襤褸(らんる)展「ぼろ 語りつぐ藍と愛」と題して
防府駅前のアスピラートにて、9月1日から10日まで開催されています。
「襤褸とは、繰り返し重ね繕って大切に使い込まれた布で、『ぼろ』とも呼ばれている。色褪せながらも美しい濃淡を作り出し、表からでは見えない、裏に広がる縫い目や『つぎはぎの美』は、暮らしを慎ましく支えた女性たちの家族への祈りであり、絆の記憶である」展覧会パンフレットより
一点一点どの展示も、この説明が胸に突き刺さるものでしたが、私が特に感動したのは、手のひらサイズの小さな子供用の足袋。家族が着ていた着物の端切れで紡がれたものでしょう。
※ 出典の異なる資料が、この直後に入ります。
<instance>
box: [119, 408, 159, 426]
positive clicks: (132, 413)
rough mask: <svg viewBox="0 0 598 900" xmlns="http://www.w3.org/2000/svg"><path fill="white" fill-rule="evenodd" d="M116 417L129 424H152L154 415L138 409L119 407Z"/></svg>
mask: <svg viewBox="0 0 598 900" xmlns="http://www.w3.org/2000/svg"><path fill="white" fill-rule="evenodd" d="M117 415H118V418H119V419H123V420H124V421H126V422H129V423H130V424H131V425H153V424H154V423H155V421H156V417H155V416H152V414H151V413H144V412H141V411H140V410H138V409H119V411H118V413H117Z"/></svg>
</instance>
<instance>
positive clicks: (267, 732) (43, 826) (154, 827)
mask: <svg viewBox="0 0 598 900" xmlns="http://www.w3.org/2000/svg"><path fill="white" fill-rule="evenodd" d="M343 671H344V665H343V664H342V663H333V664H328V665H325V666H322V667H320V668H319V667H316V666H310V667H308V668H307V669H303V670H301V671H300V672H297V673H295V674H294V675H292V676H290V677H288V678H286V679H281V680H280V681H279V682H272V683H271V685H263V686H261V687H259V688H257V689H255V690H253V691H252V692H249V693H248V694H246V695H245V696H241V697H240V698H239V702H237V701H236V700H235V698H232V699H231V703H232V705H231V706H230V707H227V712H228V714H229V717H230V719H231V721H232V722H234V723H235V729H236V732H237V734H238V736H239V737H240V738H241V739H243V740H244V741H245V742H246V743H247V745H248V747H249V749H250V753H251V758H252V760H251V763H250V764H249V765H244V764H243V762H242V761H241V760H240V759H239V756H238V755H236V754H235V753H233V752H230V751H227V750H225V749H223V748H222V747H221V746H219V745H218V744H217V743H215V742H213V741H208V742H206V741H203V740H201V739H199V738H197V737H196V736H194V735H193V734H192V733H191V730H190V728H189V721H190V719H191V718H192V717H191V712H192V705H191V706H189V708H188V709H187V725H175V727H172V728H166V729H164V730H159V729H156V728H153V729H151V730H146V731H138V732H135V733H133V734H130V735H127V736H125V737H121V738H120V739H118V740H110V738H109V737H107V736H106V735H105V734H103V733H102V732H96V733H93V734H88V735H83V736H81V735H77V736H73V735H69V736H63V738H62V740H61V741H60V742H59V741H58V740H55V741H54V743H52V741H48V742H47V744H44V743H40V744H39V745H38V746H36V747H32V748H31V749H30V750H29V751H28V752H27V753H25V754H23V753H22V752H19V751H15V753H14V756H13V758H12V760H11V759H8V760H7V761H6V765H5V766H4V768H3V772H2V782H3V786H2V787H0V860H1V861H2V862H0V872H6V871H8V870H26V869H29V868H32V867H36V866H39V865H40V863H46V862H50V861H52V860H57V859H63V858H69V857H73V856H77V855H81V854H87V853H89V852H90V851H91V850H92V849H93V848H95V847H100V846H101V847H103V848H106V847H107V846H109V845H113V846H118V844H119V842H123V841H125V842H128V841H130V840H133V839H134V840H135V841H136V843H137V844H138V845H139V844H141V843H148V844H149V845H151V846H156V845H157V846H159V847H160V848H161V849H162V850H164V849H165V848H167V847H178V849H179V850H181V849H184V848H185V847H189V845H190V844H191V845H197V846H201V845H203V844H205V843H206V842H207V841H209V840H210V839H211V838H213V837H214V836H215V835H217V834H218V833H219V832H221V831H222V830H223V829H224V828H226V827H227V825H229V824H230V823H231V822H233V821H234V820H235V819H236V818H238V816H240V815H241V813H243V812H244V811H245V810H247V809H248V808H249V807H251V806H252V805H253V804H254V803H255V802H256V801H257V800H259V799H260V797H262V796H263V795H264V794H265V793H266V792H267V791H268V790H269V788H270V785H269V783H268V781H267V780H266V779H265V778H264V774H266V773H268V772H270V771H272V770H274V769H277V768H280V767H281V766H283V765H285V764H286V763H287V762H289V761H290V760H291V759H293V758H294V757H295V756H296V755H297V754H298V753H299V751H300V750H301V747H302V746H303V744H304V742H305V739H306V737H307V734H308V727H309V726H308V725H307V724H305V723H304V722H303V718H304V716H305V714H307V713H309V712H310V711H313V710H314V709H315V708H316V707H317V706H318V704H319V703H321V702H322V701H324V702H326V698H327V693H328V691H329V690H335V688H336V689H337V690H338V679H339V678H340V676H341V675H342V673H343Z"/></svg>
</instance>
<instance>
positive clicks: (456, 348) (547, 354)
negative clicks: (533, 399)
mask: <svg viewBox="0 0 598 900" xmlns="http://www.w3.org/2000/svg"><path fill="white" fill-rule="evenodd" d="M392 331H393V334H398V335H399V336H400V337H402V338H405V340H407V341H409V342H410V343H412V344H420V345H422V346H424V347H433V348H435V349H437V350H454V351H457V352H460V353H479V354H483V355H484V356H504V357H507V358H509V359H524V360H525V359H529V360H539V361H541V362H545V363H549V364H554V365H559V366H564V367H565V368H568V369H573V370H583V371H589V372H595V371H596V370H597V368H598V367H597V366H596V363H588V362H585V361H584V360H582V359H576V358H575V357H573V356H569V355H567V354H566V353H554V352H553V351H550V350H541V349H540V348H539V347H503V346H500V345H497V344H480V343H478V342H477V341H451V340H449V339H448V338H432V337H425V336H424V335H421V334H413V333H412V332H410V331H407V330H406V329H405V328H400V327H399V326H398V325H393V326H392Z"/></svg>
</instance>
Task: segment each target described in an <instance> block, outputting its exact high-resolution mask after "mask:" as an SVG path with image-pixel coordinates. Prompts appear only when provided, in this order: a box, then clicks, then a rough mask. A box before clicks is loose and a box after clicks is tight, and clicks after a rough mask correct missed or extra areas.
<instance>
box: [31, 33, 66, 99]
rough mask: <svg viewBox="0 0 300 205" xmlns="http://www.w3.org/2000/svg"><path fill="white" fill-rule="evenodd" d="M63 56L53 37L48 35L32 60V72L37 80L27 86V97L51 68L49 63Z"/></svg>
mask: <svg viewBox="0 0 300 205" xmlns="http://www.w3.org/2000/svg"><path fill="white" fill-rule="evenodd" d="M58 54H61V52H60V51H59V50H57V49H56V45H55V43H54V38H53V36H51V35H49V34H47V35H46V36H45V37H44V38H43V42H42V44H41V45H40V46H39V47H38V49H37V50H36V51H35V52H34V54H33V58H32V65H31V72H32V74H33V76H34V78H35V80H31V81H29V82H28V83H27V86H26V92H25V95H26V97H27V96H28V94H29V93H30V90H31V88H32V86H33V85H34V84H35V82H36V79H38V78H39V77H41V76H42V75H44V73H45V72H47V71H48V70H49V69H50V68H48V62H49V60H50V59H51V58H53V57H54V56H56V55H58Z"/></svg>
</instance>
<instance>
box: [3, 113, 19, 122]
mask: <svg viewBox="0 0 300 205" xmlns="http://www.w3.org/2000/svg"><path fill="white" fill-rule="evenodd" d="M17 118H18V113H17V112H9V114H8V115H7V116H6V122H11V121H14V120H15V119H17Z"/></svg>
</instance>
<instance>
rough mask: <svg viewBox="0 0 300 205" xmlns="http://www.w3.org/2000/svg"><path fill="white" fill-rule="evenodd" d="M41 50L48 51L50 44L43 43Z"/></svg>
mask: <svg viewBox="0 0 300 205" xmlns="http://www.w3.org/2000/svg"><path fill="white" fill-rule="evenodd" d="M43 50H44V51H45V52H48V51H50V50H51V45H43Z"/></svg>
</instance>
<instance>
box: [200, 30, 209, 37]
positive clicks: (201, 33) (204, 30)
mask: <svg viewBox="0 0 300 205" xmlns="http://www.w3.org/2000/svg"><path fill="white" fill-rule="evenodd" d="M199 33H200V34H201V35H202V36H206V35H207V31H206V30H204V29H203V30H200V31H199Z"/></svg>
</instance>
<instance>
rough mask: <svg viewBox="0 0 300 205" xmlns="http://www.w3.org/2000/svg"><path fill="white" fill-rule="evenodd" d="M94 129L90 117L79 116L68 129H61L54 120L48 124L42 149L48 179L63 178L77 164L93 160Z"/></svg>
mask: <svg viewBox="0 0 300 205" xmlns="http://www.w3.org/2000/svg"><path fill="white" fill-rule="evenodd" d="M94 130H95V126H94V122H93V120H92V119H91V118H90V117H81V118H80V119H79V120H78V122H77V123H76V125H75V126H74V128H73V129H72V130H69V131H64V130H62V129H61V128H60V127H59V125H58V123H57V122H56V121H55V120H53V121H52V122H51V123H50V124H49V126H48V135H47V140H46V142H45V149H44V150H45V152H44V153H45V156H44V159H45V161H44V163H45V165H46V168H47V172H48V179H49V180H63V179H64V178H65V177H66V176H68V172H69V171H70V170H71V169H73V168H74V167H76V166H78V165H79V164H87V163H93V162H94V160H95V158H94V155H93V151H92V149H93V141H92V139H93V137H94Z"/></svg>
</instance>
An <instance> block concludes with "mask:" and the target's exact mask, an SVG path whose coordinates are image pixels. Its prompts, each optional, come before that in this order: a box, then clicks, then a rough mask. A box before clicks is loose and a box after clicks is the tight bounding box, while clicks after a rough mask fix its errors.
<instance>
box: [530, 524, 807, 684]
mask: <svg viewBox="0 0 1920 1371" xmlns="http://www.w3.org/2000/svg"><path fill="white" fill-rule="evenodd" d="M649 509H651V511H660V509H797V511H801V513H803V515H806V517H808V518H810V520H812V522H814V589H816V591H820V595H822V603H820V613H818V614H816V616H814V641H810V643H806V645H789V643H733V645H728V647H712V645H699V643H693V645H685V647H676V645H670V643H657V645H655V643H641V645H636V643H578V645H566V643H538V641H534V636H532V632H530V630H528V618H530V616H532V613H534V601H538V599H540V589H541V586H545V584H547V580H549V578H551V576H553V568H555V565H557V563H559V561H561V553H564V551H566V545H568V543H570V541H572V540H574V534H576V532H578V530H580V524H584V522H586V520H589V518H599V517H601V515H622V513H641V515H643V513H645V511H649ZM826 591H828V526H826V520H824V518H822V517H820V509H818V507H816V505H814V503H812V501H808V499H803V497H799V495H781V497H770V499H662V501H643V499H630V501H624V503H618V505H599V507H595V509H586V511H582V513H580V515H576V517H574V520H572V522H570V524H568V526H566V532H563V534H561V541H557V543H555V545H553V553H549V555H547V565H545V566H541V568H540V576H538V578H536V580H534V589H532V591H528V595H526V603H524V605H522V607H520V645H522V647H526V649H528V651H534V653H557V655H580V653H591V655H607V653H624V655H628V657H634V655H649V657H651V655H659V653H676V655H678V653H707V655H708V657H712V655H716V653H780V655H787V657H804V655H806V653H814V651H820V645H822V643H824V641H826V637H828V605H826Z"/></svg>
家族の温もりが、ひと針ひと針の縫い目から伝わって来ました。
「豆三つ包めたら布は捨ててはいけない」と説明書きに、何か大切なものを忘れてきているようで「どきっ」としました。
会場には、藍染作家の飴村秀子先生がいらっしゃり、先生の作品を拝見できたことも大きな感動でした。
防府市は、誇るべき「藍染」を次世代に残す伝統産業にしていきたいと力を入れています。
写真は、会場入り口に「どうぞ触って見て下さい」と置かれていた「ぼろ」。
とても柔らかくて温かい布でした。ほっこり。